ド天然!?魔女っ子の秘密【side story】
あたしは必死に頭をフル回転させた。方向音痴を発揮させないように。

それだけではないんだけどね。

翔太のことを考えないように、必死で方向を考えた。

こっちが右だよね、と当たり前のことも全力で考えた。


翔太…

あたしのことなんて、きっと嫌いなんだろうな…

だって、こんなにも普通じゃないもんね…

強大な魔力を持っていて、同業者でライバルでもある"ガーネット"の娘で。

あたしみたいな彼女なんて、大変だよね。あたし今更分かったよ。

滅多に会えないし、会ってくれないし、そんなの嫌われて当然だよね。

別れるって言われても仕方がないのかも…


いくら翔太があたしに光をくれる存在だとしても、あたしは翔太に何もしてあげられない。
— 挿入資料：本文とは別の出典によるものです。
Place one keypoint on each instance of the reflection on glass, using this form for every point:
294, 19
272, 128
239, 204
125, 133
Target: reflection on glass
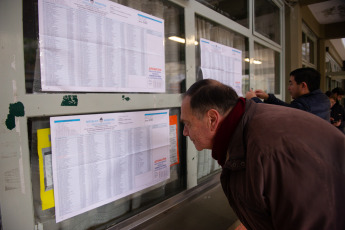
174, 52
266, 69
267, 19
235, 10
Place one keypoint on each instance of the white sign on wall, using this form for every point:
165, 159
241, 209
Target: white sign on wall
100, 158
222, 63
100, 46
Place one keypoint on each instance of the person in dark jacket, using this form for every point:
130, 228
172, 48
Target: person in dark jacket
304, 87
337, 110
273, 178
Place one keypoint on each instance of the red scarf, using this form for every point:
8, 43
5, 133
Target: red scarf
226, 130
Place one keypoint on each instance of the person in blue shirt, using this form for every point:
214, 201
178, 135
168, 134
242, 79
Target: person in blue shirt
304, 87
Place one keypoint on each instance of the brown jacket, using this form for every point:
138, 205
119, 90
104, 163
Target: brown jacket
286, 170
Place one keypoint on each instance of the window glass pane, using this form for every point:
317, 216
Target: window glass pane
214, 32
174, 52
304, 46
235, 10
267, 19
110, 213
266, 70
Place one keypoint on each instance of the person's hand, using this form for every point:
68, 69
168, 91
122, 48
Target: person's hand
335, 123
250, 94
261, 94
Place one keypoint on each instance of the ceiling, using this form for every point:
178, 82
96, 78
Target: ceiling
327, 13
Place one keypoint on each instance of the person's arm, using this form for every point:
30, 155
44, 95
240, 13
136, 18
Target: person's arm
297, 104
295, 192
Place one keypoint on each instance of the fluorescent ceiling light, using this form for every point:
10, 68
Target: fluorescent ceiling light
177, 39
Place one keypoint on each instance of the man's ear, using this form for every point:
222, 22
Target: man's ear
213, 119
305, 88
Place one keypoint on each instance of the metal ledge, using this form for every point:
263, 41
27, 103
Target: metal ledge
170, 203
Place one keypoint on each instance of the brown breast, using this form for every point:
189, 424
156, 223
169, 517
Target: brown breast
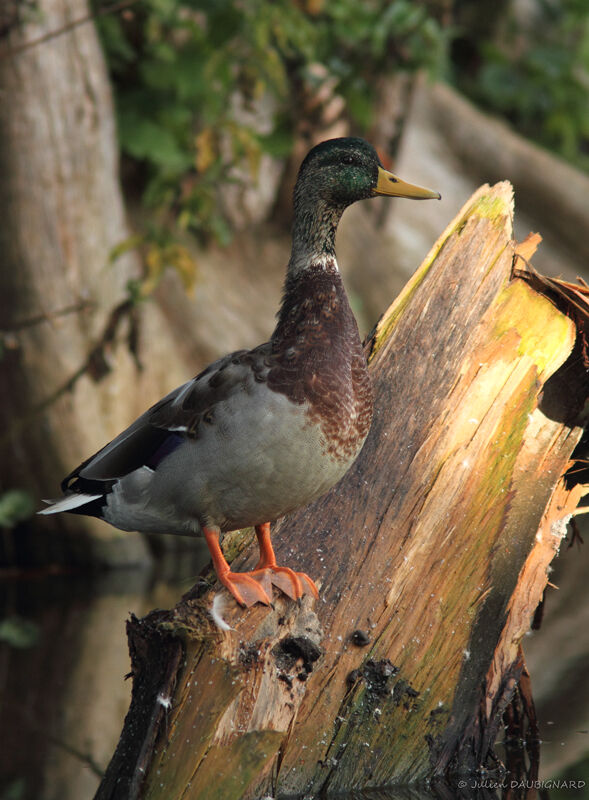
317, 358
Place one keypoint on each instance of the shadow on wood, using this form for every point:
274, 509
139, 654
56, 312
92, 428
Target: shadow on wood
431, 556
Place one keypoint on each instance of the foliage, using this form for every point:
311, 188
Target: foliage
535, 72
15, 506
18, 632
203, 84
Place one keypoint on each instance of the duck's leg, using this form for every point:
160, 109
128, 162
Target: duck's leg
294, 584
246, 589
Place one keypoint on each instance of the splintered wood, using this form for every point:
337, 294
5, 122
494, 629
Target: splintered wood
431, 555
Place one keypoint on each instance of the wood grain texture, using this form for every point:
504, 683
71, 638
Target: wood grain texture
430, 554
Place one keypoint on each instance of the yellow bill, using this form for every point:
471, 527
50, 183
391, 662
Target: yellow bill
389, 184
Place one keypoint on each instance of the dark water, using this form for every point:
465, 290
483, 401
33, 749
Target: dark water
63, 693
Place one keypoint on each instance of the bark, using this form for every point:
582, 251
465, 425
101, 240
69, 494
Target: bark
431, 555
69, 369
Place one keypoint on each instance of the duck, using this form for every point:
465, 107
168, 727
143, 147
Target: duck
260, 432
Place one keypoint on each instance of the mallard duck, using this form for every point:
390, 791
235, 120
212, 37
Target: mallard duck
259, 432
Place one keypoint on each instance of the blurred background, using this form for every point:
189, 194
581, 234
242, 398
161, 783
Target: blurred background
148, 150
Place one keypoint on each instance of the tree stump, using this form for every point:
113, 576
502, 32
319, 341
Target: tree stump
431, 556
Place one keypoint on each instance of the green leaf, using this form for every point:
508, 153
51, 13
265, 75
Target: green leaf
15, 505
18, 632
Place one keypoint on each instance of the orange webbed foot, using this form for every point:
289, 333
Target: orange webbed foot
248, 588
293, 584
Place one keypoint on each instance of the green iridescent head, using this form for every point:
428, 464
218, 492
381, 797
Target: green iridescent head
342, 171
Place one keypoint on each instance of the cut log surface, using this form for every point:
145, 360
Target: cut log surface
431, 556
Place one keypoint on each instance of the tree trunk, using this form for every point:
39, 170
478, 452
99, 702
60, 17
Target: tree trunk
431, 556
69, 379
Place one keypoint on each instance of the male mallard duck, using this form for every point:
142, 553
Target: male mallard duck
260, 432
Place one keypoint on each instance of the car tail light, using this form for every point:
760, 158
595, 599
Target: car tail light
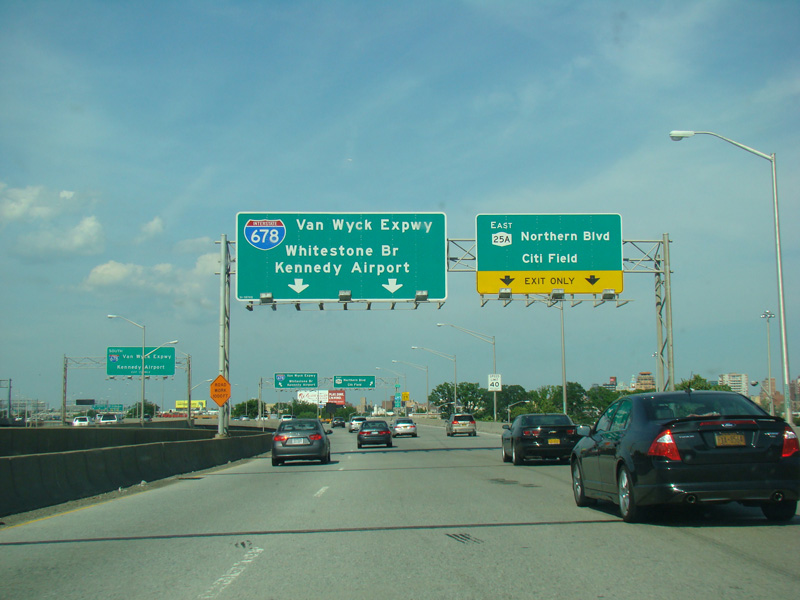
790, 443
664, 446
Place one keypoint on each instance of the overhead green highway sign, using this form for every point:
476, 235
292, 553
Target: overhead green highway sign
296, 380
354, 381
537, 253
320, 256
128, 361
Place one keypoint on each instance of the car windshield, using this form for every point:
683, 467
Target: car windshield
374, 425
699, 405
298, 426
545, 420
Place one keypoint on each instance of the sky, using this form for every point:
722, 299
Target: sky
131, 135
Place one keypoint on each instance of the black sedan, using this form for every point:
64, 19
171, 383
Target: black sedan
539, 436
687, 447
374, 433
301, 439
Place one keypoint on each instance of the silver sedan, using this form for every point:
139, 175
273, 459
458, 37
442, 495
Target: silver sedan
301, 439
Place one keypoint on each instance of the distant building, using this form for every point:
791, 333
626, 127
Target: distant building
738, 382
645, 381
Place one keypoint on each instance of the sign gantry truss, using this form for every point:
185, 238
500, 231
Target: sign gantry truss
639, 256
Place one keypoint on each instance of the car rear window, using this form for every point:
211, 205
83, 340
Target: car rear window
546, 420
697, 405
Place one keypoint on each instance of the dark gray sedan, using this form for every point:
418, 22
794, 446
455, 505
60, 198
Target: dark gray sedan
301, 439
550, 435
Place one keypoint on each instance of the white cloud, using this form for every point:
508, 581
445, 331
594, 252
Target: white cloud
195, 245
35, 203
85, 239
181, 286
151, 230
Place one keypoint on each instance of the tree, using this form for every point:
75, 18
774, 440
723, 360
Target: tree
135, 410
597, 400
700, 383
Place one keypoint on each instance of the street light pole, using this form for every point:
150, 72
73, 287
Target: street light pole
679, 135
455, 372
399, 375
421, 368
767, 315
489, 339
142, 327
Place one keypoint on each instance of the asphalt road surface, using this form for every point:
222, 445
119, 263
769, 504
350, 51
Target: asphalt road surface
432, 517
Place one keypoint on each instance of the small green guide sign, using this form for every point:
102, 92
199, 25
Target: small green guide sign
317, 256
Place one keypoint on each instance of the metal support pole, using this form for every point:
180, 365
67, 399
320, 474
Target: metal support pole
224, 330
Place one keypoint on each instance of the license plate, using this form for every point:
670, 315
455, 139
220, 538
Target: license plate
729, 439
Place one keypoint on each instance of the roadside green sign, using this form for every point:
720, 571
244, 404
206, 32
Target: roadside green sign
128, 360
318, 256
295, 380
354, 381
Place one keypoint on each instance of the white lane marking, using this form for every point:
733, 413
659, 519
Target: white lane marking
237, 569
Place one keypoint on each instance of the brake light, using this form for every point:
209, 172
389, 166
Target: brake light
790, 443
664, 446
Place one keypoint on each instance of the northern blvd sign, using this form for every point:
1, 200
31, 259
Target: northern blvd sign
354, 381
537, 253
315, 256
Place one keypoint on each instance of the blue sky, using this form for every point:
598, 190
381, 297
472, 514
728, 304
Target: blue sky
132, 134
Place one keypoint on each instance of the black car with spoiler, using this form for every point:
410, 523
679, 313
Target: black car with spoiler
688, 447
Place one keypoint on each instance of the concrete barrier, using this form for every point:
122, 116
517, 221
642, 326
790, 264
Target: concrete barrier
32, 481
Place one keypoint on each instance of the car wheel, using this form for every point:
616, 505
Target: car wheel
628, 509
779, 511
577, 487
515, 456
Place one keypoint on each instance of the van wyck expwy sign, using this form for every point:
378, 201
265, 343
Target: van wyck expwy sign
316, 256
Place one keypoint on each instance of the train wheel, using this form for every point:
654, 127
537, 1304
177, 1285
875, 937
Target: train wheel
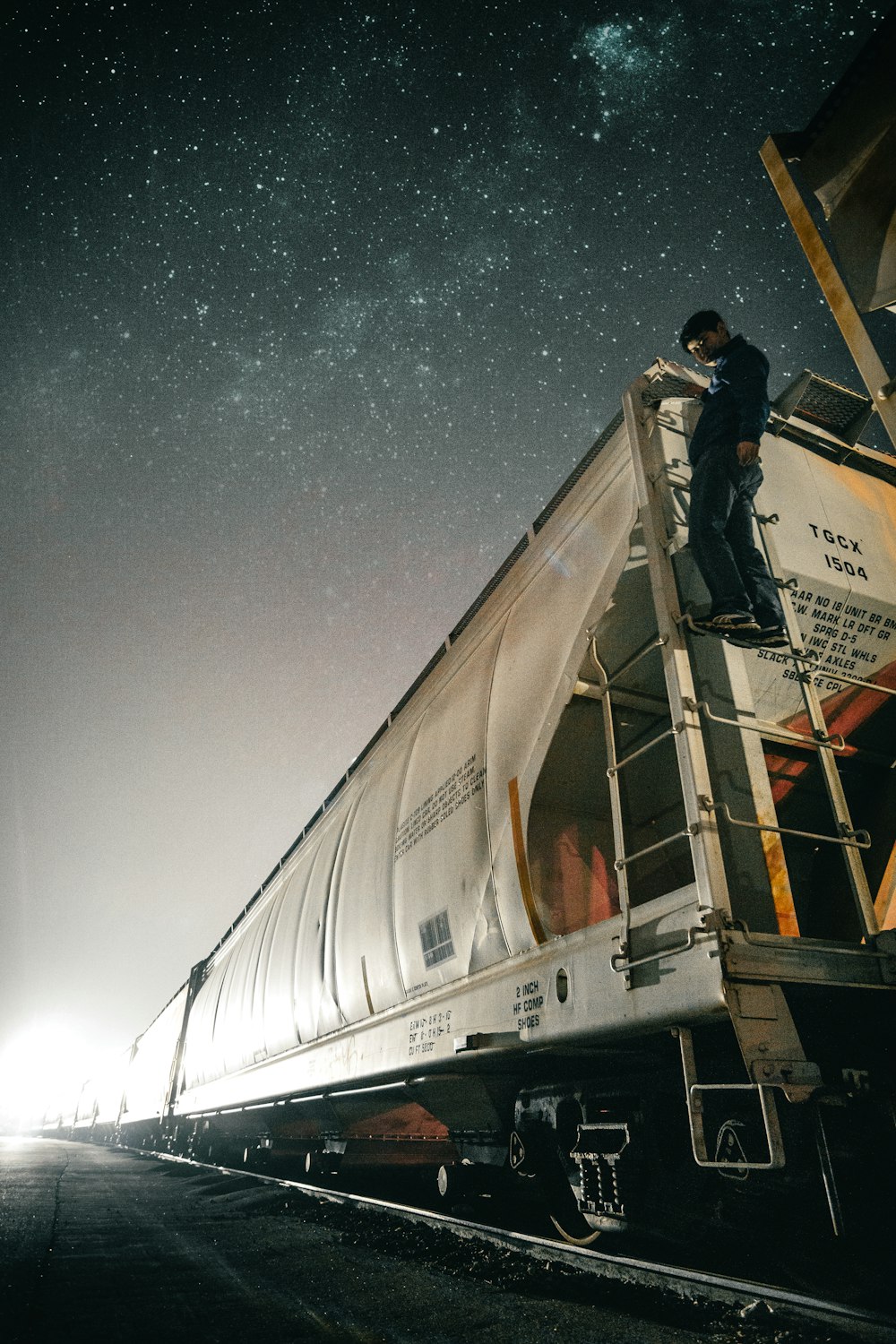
589, 1236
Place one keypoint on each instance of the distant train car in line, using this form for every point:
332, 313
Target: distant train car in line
603, 902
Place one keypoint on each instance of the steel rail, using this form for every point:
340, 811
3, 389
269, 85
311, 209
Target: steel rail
774, 1304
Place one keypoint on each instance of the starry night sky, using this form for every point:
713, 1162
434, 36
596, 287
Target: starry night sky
309, 308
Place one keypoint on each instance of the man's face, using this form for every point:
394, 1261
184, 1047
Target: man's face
705, 346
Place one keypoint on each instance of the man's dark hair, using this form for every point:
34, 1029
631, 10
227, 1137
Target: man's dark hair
705, 320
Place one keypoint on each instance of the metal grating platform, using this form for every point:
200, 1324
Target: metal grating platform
831, 408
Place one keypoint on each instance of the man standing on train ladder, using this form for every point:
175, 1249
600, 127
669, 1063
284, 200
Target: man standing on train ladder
726, 475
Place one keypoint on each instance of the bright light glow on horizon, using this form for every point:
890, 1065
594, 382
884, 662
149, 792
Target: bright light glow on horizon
42, 1073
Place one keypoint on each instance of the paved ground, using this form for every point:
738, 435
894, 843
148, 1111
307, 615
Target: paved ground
108, 1247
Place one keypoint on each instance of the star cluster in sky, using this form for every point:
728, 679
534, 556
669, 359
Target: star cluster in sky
309, 309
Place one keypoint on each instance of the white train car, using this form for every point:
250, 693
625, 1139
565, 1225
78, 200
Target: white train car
603, 900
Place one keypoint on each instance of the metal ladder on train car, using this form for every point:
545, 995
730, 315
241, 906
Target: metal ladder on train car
688, 712
849, 839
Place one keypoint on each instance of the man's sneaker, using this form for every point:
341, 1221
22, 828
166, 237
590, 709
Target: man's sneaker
726, 624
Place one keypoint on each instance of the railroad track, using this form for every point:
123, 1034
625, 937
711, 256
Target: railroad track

あたしがサファイアとの一件で翔太を助けたのは、ただの自己満足なんだ。

翔太からしたら、あ、ラッキー、くらいのことだったのかも。

本当に、あたしって駄目な子だな…


考え込んで歩いていたら、どうやら着いたらしい。

良かった、方向音痴を発揮しなくて。


そう思い倉庫の扉を開けた。


入った瞬間に感じる、魔法薬に使う薬草の匂い。

しかし薄暗くてよく分からないので

「"ライト"」

明かりをつけた。


「わぁ」

あたしは思わず感嘆を上げた。

置いてある物の量に、圧倒される。

ハーブのようにいい匂いのする物もあれば、蜘蛛やコウモリなどの死体などもある。

種類が豊富すぎる。

さすが、世界一の魔法薬屋、海音寺グループの倉庫…


感心しつつも、倉庫をしばらく見て回った。